FDA inspected the facility from January 31 through March 18 and found that five environmental subsamples collected from the Sturgis facility tested positive for Cronobacter sakazakii, although product samples collected by FDA at the facility tested negative for Cronobacter. The FDA also found standing water, cracks in key equipment, and roof leaks, among other problems.
Abbott leaders have apologized for the company’s role in the national shortage. Abbott, however, has said that the Cronobacter found in environmental testing during the investigation was in “non-product contact areas of the facility and has not been linked to any known childhood illnesses.”
The FDA has said that “despite extensive investigation, the evidence neither confirms nor rules out a definitive link between these infant deaths and the product produced at Abbott Nutrition’s Sturgis plant.”
After making improvements to the facilities, Abbott resumed production at the plant in June and then had to go back to work. suspend it due to storms and floods
It again resumed production of its EleCare formula at that plant on July 1 and is working to restart production of its popular Similac formula, Abbott CEO and Chairman Robert Ford said Wednesday during an earnings call. EleCare is a formula for infants and children with allergies and certain gastrointestinal disorders. The company and the federal government also shipped formulas from abroad to the US to help with the shortage.

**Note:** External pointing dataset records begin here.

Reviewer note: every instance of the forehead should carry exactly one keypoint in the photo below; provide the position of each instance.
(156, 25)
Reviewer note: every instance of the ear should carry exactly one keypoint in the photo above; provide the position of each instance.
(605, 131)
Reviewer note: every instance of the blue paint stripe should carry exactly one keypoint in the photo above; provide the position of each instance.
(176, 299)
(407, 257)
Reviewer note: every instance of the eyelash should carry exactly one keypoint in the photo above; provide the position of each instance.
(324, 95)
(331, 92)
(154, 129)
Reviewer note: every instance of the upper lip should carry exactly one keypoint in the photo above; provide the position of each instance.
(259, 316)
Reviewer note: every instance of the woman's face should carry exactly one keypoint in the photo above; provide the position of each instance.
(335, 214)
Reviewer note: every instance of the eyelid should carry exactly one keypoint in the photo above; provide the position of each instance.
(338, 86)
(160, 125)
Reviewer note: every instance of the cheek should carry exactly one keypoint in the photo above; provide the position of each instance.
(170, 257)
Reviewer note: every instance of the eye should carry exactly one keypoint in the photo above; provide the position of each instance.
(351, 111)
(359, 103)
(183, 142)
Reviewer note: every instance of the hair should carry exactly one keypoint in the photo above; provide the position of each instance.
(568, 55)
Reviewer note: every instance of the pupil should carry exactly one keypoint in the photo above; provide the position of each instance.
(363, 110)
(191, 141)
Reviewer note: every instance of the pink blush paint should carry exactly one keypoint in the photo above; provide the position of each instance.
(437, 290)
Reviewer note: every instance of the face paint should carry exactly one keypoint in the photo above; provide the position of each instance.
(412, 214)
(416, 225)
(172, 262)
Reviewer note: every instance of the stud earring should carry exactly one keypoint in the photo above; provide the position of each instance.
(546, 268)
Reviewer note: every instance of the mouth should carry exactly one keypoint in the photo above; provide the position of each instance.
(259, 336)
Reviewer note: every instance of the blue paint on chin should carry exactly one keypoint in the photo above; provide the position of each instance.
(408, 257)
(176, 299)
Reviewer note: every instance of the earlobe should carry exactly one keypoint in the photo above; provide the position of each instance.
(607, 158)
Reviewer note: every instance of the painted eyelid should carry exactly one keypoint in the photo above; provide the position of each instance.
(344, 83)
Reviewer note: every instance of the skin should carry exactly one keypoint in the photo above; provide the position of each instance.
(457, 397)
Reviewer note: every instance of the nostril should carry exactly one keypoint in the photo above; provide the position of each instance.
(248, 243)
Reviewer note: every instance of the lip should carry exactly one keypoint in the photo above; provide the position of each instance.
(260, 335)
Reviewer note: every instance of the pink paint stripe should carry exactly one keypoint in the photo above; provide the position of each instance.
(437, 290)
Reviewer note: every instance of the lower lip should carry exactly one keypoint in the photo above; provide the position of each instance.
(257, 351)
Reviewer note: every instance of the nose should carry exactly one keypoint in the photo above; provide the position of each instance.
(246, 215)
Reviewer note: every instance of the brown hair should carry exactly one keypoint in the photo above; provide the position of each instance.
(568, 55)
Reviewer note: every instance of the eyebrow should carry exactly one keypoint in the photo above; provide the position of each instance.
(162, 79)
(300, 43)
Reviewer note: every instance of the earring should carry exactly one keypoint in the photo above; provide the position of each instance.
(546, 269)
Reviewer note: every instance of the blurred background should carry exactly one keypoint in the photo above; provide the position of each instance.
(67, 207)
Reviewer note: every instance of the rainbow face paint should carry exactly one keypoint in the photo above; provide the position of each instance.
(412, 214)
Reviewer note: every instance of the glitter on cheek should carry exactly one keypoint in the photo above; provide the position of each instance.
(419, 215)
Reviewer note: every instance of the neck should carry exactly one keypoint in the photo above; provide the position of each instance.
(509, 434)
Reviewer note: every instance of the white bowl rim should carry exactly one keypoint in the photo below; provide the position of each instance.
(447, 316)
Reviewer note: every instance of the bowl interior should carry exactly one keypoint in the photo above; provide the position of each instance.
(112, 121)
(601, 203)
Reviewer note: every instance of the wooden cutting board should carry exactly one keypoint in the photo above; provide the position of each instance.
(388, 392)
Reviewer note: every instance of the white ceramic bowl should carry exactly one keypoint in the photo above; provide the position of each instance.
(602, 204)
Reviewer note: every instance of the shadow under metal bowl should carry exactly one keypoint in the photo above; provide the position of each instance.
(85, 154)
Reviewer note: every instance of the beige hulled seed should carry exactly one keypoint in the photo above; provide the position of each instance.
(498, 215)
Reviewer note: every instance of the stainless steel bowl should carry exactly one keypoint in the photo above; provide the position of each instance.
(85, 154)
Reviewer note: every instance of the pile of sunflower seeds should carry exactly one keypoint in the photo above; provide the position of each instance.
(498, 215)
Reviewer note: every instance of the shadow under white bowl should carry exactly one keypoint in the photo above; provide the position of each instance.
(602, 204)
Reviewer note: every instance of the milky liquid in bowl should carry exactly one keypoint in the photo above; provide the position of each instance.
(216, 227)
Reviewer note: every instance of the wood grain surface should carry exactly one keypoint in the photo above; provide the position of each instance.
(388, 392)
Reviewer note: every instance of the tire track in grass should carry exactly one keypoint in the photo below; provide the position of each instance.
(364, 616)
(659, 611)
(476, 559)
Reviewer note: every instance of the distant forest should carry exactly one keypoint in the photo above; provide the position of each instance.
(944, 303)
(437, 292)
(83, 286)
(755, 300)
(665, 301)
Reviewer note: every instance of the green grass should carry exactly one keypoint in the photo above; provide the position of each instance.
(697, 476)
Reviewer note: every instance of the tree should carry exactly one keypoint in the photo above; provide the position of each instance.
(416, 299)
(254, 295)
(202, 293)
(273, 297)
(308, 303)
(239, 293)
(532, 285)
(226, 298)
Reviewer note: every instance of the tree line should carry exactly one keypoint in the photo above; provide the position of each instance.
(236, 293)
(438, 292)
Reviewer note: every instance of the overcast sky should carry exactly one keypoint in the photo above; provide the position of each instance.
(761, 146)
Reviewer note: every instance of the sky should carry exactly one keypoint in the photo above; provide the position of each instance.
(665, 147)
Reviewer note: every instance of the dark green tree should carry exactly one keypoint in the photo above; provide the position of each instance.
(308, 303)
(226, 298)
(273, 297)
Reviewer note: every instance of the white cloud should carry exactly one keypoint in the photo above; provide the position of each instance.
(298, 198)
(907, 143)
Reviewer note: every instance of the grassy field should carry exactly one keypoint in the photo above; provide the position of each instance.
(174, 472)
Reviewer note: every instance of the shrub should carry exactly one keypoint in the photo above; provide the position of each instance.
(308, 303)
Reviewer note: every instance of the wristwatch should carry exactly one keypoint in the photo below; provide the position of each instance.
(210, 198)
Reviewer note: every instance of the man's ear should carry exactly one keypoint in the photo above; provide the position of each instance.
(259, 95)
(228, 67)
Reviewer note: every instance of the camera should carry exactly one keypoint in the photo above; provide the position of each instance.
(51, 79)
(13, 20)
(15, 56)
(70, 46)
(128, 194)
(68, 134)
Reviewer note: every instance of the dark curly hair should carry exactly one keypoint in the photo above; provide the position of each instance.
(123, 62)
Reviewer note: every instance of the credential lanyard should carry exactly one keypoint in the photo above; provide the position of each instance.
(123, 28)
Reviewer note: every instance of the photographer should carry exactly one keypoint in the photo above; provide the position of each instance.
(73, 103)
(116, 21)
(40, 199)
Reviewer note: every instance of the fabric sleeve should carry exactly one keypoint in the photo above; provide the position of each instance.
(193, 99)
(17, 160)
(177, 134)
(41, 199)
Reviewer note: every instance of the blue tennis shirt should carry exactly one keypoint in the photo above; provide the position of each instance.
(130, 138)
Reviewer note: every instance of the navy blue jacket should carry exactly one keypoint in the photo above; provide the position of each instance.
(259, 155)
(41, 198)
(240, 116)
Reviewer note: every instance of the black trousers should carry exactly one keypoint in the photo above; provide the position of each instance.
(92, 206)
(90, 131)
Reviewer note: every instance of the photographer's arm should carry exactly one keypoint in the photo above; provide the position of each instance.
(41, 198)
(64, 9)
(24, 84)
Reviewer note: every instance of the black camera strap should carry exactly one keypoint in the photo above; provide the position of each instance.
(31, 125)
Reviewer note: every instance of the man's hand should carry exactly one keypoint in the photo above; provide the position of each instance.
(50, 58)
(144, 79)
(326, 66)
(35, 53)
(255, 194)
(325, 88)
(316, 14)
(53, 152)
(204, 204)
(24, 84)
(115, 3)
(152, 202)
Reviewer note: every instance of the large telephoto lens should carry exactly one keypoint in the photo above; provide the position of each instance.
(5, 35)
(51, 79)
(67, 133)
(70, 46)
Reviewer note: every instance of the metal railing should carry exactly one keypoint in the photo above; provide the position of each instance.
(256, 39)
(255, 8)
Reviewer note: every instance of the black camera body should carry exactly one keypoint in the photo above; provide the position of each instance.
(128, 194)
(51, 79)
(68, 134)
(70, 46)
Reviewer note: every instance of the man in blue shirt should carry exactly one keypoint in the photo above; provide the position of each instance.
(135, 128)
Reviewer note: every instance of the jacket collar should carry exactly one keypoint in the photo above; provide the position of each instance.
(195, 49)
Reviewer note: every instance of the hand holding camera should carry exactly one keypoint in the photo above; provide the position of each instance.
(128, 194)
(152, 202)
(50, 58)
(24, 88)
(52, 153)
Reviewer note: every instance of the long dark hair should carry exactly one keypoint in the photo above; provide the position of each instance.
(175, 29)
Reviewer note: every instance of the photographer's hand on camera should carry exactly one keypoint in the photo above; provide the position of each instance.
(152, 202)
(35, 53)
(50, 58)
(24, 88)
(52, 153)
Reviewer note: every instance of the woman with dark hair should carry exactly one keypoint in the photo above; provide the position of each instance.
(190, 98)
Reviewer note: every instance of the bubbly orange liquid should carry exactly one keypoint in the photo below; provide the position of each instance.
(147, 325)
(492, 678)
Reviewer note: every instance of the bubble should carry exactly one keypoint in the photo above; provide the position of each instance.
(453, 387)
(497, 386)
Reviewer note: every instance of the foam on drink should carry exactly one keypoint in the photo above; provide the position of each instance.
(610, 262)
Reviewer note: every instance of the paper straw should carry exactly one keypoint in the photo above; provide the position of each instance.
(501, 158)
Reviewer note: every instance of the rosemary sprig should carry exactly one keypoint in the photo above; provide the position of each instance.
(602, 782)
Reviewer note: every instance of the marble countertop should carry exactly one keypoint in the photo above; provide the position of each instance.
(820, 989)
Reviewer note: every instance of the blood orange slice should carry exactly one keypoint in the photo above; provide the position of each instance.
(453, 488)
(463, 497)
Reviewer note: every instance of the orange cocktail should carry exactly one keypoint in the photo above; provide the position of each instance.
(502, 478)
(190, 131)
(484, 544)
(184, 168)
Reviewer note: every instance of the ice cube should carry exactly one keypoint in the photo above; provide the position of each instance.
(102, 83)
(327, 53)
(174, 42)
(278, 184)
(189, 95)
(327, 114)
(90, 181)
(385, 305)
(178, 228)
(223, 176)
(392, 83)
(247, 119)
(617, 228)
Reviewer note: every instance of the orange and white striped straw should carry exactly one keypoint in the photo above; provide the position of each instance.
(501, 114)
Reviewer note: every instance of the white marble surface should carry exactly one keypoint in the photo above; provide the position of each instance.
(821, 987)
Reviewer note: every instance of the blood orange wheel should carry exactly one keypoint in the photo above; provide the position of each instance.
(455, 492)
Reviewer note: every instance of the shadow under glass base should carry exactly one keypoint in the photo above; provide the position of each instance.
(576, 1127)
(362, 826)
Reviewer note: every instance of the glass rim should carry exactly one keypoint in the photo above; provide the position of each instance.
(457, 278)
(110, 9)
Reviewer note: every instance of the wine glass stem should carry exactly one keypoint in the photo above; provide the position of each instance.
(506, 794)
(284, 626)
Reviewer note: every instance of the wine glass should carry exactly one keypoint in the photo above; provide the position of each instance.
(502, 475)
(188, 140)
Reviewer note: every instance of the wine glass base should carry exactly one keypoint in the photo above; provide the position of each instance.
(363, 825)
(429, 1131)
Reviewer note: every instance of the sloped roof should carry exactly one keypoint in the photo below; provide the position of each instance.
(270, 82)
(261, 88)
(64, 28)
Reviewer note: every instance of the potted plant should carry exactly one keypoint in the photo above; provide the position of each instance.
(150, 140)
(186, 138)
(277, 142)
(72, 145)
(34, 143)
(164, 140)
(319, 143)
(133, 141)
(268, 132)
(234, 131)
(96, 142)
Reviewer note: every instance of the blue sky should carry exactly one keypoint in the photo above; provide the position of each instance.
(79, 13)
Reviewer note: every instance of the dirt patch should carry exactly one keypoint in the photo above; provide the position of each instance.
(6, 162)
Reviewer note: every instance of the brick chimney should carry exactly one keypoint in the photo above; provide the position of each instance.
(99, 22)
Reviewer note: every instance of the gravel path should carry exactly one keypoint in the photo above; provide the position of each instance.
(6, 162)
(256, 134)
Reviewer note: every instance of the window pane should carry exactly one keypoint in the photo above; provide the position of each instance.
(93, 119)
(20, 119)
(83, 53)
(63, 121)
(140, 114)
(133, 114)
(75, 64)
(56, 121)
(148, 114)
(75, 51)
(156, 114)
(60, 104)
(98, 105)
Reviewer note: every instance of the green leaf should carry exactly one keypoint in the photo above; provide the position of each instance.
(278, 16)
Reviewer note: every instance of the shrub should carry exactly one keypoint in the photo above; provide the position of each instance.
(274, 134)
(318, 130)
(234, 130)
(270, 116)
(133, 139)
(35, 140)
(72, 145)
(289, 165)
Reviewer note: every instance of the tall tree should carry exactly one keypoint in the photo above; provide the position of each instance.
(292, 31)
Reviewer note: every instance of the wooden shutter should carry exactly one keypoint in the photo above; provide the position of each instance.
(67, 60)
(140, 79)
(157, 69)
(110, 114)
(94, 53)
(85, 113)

“We will do everything we can to expedite product delivery to retailers so families can get access to the product they need as quickly as possible,” Ford said.
In recent months, Abbott has faced scathing criticism about its handling of problems at the plant, from both FDA officials and members of Congress who accused the company of negligence and questioned how a plant closure could lead to such dire shortages.
Ford said Wednesday that Abbott is working to expand its formula manufacturing capacity and ensure there are redundancies within its system.